President Donald Trump was followed on his first international trip to Europe by former President Barack Obama — an appearance that outraged many critics, who called Obama’s simultaneous trip a vain publicity stunt aimed at undermining Trump’s administration.
In retaliation, Trump has announced he’s taking a sledgehammer to Obama’s legacy — and the biggest blow is on it’s way soon.
Trump is expected to withdraw the United States from a landmark global climate agreement, a White House official said Wednesday. It was a hallmark deal Obama wanted to cement his legacy — and it’s about to be scrapped.
Leaving the deal would fulfill a central campaign pledge, but would anger liberals that spent years to produce the accord to reduce carbon emissions.
Trump himself tweeted —
I will be announcing my decision on the Paris Accord over the next few days. MAKE AMERICA GREAT AGAIN!
— Donald J. Trump (@realDonaldTrump) May 31, 2017
Trump’s top aides have been divided on the accord.
He was to meet later Wednesday with Secretary of State Rex Tillerson, who has favored remaining in the agreement. Chief strategist Steve Bannon supports an exit, as does Environmental Protection Agency administrator Scott Pruitt. Senior adviser Jared Kushner generally thinks the deal is bad but would like to find a way to see if U.S. emissions targets can be changed.

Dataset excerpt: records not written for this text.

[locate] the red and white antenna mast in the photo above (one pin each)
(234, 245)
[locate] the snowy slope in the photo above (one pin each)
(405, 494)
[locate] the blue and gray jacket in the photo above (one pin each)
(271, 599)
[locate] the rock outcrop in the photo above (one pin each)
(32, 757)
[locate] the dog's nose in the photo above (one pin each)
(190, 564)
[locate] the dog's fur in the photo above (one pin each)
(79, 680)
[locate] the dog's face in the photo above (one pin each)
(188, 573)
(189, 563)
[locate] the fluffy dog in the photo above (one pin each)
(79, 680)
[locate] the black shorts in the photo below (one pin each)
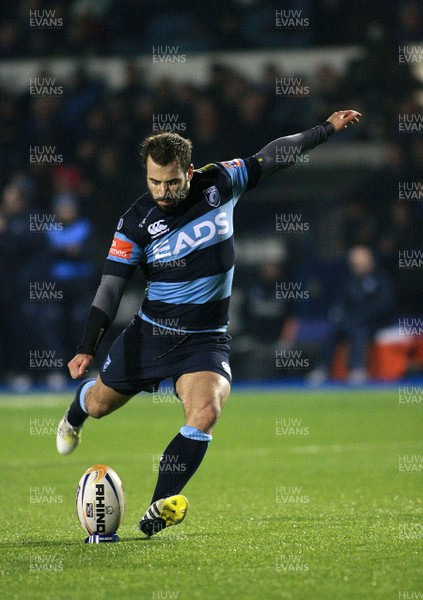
(143, 355)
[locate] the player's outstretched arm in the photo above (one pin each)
(284, 151)
(101, 315)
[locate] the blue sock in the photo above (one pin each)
(77, 411)
(180, 461)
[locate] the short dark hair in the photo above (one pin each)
(165, 148)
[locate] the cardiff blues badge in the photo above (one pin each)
(212, 196)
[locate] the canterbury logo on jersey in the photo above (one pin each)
(201, 233)
(159, 227)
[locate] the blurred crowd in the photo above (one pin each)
(128, 27)
(70, 161)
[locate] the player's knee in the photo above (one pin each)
(211, 413)
(96, 409)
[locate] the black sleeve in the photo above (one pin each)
(283, 152)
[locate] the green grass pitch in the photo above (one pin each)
(302, 495)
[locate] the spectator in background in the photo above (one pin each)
(401, 237)
(365, 305)
(20, 261)
(71, 270)
(263, 314)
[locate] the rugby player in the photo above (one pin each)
(180, 234)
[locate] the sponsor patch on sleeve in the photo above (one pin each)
(121, 249)
(232, 164)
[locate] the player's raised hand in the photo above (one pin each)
(79, 364)
(342, 118)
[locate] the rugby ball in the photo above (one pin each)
(100, 500)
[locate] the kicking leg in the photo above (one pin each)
(202, 394)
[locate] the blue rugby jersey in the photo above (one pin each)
(187, 256)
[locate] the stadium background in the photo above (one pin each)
(83, 82)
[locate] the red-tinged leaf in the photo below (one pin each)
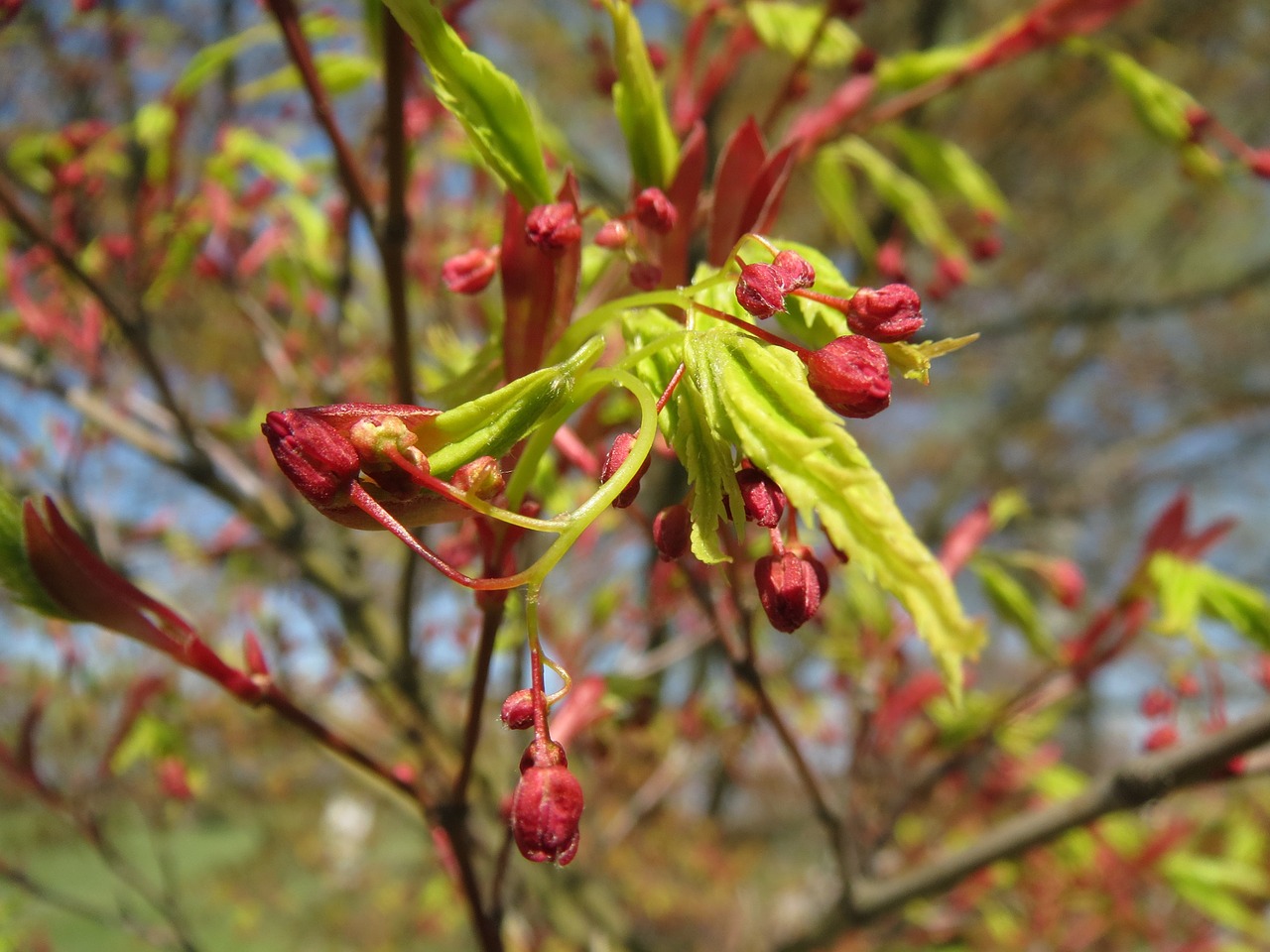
(529, 280)
(765, 200)
(739, 167)
(1197, 546)
(1170, 529)
(685, 193)
(964, 538)
(568, 273)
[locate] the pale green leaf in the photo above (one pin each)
(640, 107)
(757, 397)
(488, 103)
(790, 28)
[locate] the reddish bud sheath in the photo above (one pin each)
(553, 227)
(789, 588)
(653, 209)
(517, 712)
(672, 532)
(795, 270)
(761, 290)
(318, 460)
(763, 500)
(885, 315)
(547, 809)
(471, 272)
(617, 453)
(851, 376)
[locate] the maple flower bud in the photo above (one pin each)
(885, 315)
(553, 227)
(795, 270)
(471, 272)
(612, 234)
(763, 500)
(672, 530)
(617, 453)
(653, 209)
(789, 588)
(317, 457)
(761, 290)
(547, 809)
(851, 376)
(517, 712)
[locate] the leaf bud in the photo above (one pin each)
(553, 227)
(761, 290)
(470, 272)
(795, 270)
(617, 453)
(672, 530)
(317, 457)
(885, 315)
(789, 588)
(517, 712)
(851, 376)
(547, 809)
(654, 211)
(763, 500)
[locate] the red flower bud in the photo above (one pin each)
(790, 588)
(553, 227)
(317, 457)
(851, 376)
(795, 270)
(887, 315)
(617, 453)
(672, 531)
(518, 710)
(653, 209)
(471, 272)
(612, 234)
(547, 809)
(761, 290)
(763, 500)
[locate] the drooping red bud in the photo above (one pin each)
(517, 712)
(763, 500)
(553, 227)
(617, 453)
(612, 234)
(653, 209)
(885, 315)
(547, 809)
(672, 531)
(795, 270)
(471, 272)
(851, 376)
(789, 588)
(317, 457)
(761, 290)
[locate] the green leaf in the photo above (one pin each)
(757, 397)
(1014, 604)
(1191, 590)
(339, 72)
(915, 359)
(911, 199)
(16, 571)
(790, 28)
(486, 103)
(492, 424)
(654, 151)
(949, 169)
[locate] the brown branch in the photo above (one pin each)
(1138, 780)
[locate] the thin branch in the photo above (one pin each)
(1137, 782)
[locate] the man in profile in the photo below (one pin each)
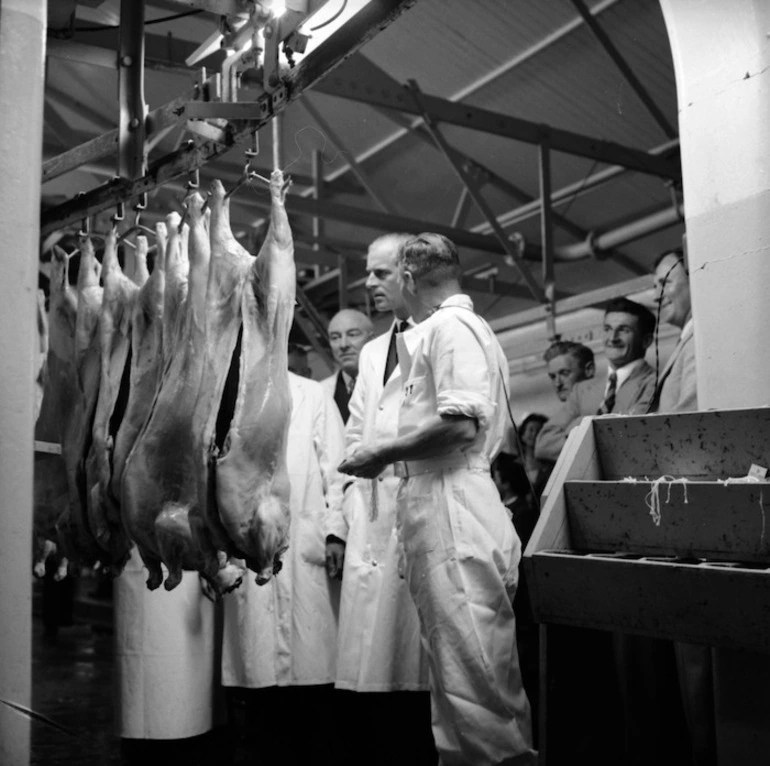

Trump’s influential daughter Ivanka Trump’s preference is to stay, but she made it a priority to establish a review process so her father heard from all sides, said a senior administration official who was not authorized to discuss her thinking and spoke on condition of anonymity.
Nearly 200 nations, including the United States under Obama’s administration, agreed in 2015 to voluntarily reduce their greenhouse gas emissions in an effort to combat climate change. Withdrawing would leave the United States aligned only with Russia among the world’s industrialized economies.
Trump’s chief White House economic adviser, Gary Cohn, told reporters during the trip abroad that Trump’s views on climate change were “evolving” following the president’s discussions with European leaders.
Still, he said that the carbon levels agreed to by the prior administration “would be highly crippling to the U.S. economic growth,” and said that, if the president had to choose between limiting carbon and economic growth, “growing our economy is going to win.”
Word of Trump’s expected decision came a day after the president met with Pruitt. Like his boss, the EPA head has questioned the consensus of climate scientists that the Earth is warming and that man-made emissions are to blame.
Once in power, Trump and Pruitt have moved to delay or roll back federal regulations limiting greenhouse gas emissions while pledging to revive long-struggling U.S. coal mines.
What is not yet clear is whether Trump plans to initiate a formal withdrawal from the Paris accord, which under the terms of the agreement could take three years, or exit the underlying U.N. climate change treaty on which the accord was based.
Senate Majority Leader Mitch McConnell, R-Ky., and 21 other Republican sent Trump a letter last week urging him to follow through on his campaign pledge to pull out of the climate accord. Most of the senators who signed are from states that depend on the continued burning of coal, oil and gas.
The Associated Press contributed to this article.